Effect of Monthly, High-Dose, Long-Term Vitamin D on Lung Function: A Randomized Controlled Trial.

23 May 2018

Although observational studies suggest positive vitamin D-lung function associations, randomized trials are inconsistent. We examined effects of vitamin D supplementation on lung function. We recruited 442 adults (50-84 years, 58% male) into a randomized, double-blinded, placebo-controlled trial. Participants received, for 1.1 years (median; range = 0.9-1.5 years), either (1) vitamin D₃ 200,000 IU, followed by monthly 100,000 IU doses (n = 226); or (2) placebo monthly (n = 216). At baseline and follow-up, spirometry yielded forced expiratory volume in 1 s (FEV1; primary outcome). Mean (standard deviation) 25-hydroxyvitamin D increased from 61 (24) nmol/L at baseline to 119 (45) nmol/L at follow-up in the vitamin D group, but was unchanged in the placebo group.

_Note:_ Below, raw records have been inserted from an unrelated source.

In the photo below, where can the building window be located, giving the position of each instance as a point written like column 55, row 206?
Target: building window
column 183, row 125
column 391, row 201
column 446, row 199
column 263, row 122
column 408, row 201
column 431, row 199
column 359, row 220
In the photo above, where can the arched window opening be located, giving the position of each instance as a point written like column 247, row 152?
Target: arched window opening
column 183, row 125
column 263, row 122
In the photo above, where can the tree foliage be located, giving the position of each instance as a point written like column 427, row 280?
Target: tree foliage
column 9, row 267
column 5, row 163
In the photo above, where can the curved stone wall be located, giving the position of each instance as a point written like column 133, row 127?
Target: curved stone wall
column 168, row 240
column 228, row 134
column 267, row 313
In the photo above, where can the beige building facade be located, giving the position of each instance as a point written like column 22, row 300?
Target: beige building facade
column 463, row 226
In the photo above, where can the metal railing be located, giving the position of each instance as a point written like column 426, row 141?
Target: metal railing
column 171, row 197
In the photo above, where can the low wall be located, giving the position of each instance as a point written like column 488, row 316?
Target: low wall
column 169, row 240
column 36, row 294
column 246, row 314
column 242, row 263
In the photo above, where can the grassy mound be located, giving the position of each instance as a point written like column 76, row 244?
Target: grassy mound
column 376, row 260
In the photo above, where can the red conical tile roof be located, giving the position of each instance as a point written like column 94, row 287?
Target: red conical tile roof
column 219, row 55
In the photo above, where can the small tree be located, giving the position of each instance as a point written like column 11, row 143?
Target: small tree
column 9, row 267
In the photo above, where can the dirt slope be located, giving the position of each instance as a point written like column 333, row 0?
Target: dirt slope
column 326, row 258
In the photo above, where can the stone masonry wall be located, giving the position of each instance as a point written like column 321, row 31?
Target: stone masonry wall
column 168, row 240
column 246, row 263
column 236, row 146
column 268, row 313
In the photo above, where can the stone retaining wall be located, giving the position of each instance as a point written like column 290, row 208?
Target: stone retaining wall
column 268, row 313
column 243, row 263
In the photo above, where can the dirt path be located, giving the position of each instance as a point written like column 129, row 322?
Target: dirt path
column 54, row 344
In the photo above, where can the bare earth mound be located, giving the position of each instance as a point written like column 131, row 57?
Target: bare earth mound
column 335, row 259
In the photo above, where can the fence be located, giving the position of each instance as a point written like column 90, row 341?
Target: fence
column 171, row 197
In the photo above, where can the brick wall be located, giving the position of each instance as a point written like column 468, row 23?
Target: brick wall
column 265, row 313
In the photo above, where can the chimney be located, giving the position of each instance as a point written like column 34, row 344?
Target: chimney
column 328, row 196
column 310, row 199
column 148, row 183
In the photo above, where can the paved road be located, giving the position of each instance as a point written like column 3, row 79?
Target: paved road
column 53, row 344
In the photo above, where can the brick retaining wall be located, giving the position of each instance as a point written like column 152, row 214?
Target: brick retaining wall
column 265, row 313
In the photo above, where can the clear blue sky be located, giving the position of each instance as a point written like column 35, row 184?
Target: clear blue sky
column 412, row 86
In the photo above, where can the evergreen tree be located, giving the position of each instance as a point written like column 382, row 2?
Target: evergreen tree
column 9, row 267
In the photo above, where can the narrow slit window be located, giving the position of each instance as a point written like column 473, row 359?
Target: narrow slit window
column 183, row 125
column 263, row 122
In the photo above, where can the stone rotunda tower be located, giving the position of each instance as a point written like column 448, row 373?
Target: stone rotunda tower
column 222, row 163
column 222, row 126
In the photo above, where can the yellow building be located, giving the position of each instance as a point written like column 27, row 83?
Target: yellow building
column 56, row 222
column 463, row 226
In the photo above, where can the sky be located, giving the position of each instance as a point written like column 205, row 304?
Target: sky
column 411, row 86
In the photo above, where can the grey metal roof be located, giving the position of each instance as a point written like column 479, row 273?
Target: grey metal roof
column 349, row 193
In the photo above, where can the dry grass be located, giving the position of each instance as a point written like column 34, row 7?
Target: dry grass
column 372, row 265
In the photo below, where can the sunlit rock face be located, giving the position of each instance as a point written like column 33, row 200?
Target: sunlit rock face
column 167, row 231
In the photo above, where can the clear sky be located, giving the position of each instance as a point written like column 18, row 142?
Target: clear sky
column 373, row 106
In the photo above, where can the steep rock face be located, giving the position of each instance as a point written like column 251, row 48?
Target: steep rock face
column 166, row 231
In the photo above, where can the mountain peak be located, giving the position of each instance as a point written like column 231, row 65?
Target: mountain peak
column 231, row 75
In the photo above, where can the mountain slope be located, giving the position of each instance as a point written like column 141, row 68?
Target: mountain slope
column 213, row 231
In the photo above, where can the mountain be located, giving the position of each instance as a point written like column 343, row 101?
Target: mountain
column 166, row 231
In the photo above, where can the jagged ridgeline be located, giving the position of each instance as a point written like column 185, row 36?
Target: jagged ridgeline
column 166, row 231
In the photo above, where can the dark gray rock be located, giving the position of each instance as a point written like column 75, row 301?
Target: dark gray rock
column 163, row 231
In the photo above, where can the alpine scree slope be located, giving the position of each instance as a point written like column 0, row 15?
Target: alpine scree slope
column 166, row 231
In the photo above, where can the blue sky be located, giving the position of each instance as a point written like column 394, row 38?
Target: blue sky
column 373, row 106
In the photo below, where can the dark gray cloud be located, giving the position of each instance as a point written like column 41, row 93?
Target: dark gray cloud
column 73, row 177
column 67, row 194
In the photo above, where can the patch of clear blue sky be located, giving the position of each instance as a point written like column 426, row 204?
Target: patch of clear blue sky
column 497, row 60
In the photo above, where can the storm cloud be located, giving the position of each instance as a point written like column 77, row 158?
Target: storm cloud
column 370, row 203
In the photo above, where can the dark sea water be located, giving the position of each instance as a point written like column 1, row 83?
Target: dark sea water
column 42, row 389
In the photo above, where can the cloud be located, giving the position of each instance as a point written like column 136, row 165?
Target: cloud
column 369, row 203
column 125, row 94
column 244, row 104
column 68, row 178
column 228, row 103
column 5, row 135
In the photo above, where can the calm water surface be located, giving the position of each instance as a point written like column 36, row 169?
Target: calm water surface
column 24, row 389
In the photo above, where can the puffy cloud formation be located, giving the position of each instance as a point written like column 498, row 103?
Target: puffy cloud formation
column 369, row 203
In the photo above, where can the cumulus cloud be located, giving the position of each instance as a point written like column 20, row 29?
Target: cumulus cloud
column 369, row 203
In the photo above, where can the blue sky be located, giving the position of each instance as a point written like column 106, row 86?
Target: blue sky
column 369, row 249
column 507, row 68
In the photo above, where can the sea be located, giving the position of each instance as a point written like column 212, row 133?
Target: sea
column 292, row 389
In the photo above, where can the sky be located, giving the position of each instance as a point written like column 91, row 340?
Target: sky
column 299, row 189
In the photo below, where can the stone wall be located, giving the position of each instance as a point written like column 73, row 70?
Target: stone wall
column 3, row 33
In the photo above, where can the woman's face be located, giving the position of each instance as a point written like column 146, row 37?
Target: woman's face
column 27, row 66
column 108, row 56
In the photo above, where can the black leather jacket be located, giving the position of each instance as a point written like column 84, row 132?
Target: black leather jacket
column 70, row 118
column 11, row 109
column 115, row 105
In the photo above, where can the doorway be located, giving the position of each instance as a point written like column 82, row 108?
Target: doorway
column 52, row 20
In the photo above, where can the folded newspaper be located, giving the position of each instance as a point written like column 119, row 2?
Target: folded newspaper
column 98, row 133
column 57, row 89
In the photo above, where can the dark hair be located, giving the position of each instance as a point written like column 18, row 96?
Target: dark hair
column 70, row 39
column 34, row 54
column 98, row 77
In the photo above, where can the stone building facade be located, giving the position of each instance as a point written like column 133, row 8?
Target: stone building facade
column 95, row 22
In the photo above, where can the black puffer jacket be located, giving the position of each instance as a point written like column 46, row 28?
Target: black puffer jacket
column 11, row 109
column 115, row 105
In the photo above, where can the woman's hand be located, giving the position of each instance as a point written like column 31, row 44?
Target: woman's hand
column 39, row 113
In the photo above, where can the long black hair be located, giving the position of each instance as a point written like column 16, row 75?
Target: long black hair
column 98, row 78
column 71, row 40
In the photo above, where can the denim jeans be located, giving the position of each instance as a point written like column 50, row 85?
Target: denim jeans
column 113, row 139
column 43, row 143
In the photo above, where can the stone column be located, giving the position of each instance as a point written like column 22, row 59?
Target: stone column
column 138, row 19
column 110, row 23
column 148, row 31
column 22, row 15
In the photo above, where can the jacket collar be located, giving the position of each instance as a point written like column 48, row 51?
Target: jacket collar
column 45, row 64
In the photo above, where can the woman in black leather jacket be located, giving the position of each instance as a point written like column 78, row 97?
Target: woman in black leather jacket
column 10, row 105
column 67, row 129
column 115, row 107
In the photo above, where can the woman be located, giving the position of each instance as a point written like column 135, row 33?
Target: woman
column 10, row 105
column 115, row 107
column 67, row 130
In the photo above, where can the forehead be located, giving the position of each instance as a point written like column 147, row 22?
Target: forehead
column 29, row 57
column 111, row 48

There were no significant lung function improvements (vitamin D versus placebo) in the total sample, vitamin D-deficient participants or asthma/chronic obstructive pulmonary disease (COPD) participants. However, among ever-smokers (n = 217), the mean (95% confidence interval) FEV1 increase in the vitamin D versus placebo was 57 (4, 109) mL (p = 0.03). FEV1 increases were larger among vitamin D-deficient ever-smokers (n = 54): 122 (8, 236) mL (p = 0.04). FEV1 improvements were largest among ever-smokers with asthma/COPD (n = 60): 160 (53, 268) mL (p = 0.004). Thus, vitamin D supplementation did not improve lung function among everyone, but benefited ever-smokers, especially those with vitamin D deficiency or asthma/COPD.